According to Leclerc et al,17 the benefit of a contrast-enhanced sequence is partly related to the fact that it is possible to use a shorter TE and reduce the number of artifacts because of magnetic susceptibility.8, 17 In our study, coil artifacts indeed seemed less apparent on CE than on 3D TOF MRA images, but we had no false-positive artifacts in 3D TOF MRA, and artifacts were always considered as minor.
CE-MRA may be useful for the characterization of giant aneurysm recanalization (Fig 2). Thus, previous authors reported that the extent of recanalization was clearer with contrast material.6, 9 With TOF MRA, they found that artifacts, including a decreased signal intensity in slow or turbulent flow and the intermediate signal intensity of a blood clot, were suppressed. However, in our cases, the results of the 2 imaging techniques did not give rise to differences in the decisions regarding further therapy. Because of the better visualization of small arteries with CE-MRA, it can be used for distal artery aneurysms, such as pericallosal aneurysms.

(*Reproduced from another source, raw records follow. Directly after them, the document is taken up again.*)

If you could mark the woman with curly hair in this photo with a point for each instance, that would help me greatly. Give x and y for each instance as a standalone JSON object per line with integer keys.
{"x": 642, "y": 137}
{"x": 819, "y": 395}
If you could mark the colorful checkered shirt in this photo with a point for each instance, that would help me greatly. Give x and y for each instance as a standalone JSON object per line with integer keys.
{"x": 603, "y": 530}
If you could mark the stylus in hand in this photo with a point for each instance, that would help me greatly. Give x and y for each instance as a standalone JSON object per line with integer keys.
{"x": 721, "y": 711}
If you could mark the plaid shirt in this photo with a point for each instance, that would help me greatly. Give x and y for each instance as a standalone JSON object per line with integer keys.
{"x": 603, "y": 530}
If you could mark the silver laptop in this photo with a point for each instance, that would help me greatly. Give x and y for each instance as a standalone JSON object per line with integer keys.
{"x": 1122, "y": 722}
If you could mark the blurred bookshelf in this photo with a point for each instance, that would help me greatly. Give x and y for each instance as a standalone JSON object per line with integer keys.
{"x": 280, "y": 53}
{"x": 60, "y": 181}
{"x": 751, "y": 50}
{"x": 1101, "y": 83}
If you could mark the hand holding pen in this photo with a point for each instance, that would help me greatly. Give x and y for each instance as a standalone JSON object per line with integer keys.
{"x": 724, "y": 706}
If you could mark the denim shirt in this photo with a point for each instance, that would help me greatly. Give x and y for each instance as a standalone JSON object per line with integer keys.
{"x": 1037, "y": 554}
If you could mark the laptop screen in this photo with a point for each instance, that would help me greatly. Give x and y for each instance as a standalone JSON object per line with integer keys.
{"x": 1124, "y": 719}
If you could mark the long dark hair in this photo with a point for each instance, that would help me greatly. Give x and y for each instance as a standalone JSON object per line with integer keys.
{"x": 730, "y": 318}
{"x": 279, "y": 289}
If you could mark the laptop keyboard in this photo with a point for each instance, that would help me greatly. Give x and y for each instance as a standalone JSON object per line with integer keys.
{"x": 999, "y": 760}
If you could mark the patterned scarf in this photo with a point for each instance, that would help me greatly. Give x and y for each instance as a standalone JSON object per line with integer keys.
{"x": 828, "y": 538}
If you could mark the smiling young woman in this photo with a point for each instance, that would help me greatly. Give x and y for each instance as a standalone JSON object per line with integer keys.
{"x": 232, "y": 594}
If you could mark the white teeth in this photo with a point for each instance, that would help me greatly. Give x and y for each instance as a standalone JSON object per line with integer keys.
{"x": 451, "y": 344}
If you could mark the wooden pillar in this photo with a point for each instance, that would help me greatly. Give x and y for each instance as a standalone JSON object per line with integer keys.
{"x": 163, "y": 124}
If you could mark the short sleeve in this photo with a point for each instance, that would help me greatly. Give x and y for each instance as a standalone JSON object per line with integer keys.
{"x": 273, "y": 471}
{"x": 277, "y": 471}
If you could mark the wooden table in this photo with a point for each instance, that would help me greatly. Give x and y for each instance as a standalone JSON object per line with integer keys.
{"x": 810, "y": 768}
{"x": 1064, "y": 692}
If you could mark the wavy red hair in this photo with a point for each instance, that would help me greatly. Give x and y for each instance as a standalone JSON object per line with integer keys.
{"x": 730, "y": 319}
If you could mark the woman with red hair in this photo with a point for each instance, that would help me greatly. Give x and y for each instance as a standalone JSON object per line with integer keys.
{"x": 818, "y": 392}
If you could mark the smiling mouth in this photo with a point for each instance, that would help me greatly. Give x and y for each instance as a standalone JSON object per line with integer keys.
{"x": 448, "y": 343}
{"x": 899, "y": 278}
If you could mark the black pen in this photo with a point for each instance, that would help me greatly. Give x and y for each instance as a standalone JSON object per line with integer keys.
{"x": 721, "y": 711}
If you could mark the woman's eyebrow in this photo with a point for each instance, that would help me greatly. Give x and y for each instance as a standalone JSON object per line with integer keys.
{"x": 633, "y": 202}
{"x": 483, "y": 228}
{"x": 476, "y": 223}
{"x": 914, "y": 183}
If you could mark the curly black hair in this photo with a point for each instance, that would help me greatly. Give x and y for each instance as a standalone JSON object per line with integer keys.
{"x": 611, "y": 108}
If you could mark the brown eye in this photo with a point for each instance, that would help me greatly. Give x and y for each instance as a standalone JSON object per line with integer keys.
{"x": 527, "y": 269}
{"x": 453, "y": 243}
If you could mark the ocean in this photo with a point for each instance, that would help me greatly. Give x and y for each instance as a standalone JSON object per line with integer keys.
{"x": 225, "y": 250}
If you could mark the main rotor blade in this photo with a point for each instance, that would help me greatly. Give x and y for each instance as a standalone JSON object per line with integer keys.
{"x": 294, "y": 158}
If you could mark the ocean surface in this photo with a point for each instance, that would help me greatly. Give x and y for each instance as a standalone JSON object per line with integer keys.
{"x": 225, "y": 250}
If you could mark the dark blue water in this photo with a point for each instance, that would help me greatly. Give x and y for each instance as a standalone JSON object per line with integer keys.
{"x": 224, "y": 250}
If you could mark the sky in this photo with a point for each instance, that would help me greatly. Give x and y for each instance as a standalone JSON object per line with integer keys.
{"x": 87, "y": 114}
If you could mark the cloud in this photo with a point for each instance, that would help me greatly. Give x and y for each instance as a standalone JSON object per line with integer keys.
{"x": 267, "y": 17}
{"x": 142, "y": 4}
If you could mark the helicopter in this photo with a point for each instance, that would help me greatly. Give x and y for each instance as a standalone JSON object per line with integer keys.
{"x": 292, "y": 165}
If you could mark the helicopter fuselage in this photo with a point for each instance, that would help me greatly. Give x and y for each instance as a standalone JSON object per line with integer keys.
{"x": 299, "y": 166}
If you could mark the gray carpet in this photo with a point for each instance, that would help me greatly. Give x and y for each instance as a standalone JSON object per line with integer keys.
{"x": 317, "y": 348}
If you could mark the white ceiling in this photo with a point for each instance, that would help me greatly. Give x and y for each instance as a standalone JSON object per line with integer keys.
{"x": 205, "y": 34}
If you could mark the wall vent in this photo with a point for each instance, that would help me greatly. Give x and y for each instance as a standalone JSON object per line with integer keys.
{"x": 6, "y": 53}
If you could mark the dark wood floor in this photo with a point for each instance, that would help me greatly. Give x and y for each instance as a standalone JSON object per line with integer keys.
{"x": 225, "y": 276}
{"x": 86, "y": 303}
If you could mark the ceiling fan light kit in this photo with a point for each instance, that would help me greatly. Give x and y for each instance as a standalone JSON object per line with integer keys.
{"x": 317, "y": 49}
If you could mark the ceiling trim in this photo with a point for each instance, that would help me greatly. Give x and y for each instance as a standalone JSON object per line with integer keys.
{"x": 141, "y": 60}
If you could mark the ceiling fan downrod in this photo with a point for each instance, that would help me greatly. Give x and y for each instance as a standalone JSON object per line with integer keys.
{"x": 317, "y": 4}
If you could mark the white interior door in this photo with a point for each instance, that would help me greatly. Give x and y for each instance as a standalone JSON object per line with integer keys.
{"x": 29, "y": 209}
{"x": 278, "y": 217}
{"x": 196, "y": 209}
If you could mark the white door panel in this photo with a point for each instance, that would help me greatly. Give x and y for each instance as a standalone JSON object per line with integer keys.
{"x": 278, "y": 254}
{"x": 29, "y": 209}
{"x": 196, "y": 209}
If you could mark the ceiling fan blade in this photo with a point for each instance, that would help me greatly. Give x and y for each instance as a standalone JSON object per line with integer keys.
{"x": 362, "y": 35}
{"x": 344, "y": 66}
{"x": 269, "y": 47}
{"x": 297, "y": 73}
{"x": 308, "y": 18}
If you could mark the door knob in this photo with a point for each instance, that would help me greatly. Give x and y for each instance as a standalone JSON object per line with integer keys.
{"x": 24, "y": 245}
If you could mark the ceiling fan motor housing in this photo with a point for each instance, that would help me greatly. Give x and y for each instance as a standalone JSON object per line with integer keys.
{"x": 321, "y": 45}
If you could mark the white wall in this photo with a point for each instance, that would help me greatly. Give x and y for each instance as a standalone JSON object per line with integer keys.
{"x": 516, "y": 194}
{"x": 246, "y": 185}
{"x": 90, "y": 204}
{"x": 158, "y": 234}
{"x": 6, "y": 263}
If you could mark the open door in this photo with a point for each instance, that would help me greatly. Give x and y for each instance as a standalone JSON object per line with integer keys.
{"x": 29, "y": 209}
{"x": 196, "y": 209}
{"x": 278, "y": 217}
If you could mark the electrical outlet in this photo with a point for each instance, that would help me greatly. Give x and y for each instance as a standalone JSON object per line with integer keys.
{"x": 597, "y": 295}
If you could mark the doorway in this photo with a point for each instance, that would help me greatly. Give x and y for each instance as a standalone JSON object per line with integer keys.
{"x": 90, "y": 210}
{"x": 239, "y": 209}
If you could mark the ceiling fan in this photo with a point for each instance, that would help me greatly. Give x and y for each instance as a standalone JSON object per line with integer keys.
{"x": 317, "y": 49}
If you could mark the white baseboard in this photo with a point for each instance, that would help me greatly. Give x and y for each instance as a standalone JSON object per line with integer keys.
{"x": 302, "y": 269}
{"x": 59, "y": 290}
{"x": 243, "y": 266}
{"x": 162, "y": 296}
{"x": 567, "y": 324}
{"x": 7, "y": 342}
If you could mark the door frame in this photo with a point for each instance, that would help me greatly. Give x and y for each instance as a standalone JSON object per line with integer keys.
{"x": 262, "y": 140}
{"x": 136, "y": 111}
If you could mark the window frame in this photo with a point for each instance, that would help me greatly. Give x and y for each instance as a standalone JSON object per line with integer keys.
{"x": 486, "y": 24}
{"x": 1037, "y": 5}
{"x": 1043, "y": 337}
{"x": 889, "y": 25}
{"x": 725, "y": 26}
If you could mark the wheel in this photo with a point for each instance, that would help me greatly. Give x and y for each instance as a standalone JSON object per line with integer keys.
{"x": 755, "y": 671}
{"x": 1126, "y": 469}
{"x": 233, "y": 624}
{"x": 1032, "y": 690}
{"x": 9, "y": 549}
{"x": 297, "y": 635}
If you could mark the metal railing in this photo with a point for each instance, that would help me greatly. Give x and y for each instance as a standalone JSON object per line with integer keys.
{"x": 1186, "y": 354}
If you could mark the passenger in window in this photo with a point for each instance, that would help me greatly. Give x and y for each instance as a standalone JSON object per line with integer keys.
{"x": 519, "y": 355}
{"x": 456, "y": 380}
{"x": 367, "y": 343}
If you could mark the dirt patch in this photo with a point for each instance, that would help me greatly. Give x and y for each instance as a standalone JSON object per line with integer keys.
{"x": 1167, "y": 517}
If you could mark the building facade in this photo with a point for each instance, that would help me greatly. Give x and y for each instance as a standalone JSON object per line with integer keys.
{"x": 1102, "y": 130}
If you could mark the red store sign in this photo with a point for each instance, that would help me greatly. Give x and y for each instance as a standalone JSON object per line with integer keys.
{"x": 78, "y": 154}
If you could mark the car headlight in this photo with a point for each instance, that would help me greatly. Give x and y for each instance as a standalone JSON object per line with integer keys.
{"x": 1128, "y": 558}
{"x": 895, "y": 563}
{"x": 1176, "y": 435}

Follow-Up of Patients with Intracranial Aneurysms Treated with Coils
According to the sensitivity and specificity of MRA for the detection of neck or aneurysmal remnant, our results are not significantly different from those of our previous series.9 Consequently, our previous follow-up protocol was not modified here: MRA at 3 months and MRA and DSA at 1 year. Three-month MRA is performed to depict a potential aneurysmal recurrence or remnant, for which additional treatment may be necessary. Because the sensitivity of MRA is between 75% and 85.7% for the detection of neck remnants, DSA and MRA are performed at 1 year and MRA and DSA results are compared. Subsequent follow-up is based on MRA and DSA findings at 1 year.
In our series, all except 1 residual aneurysm was clearly depicted by both readers. One reader classified a small residual aneurysm as a residual neck. Some residual necks were not depicted, generally because of their small size. Finally, from a clinical point of view, MRA is sufficient to determine whether an additional treatment is necessary. We continue to perform a DSA at 1 year because this technique is more precise and allows us an opportunity to schedule a follow-up. If no residual aneurysm is visible at 1 year on both DSA and MRA, the next follow-up step is MRA at 3 years. If MRA and DSA show a residual neck or aneurysm or if there are discrepancies between MRA and DSA, MRA is performed 2 years after treatment to depict any potential modifications of the aneurysm. Our final goal is to follow up aneurysms by MRA only, but unfortunately the sensitivity of MRA does not improve with CE-MRA. New sequences using higher field strengths need to be evaluated.
Conclusion
The duration of follow-up necessary for aneurysms treated with coils is still unknown. MR angiography emerges as the technique of choice for long-term follow-up. 3D TOF MRA is a useful technique for the long-term follow-up of coiled aneurysms. In our series, CE-MRA was not better than TOF MRA for the follow-up of small and medium-sized treated aneurysms. Nevertheless, CE-MRA may benefit from the progress of MR imaging in the resolution of ultrafast sequences, and we intend to continue evaluating this technique in a larger cohort, by using a high-magnetic-field unit (3T).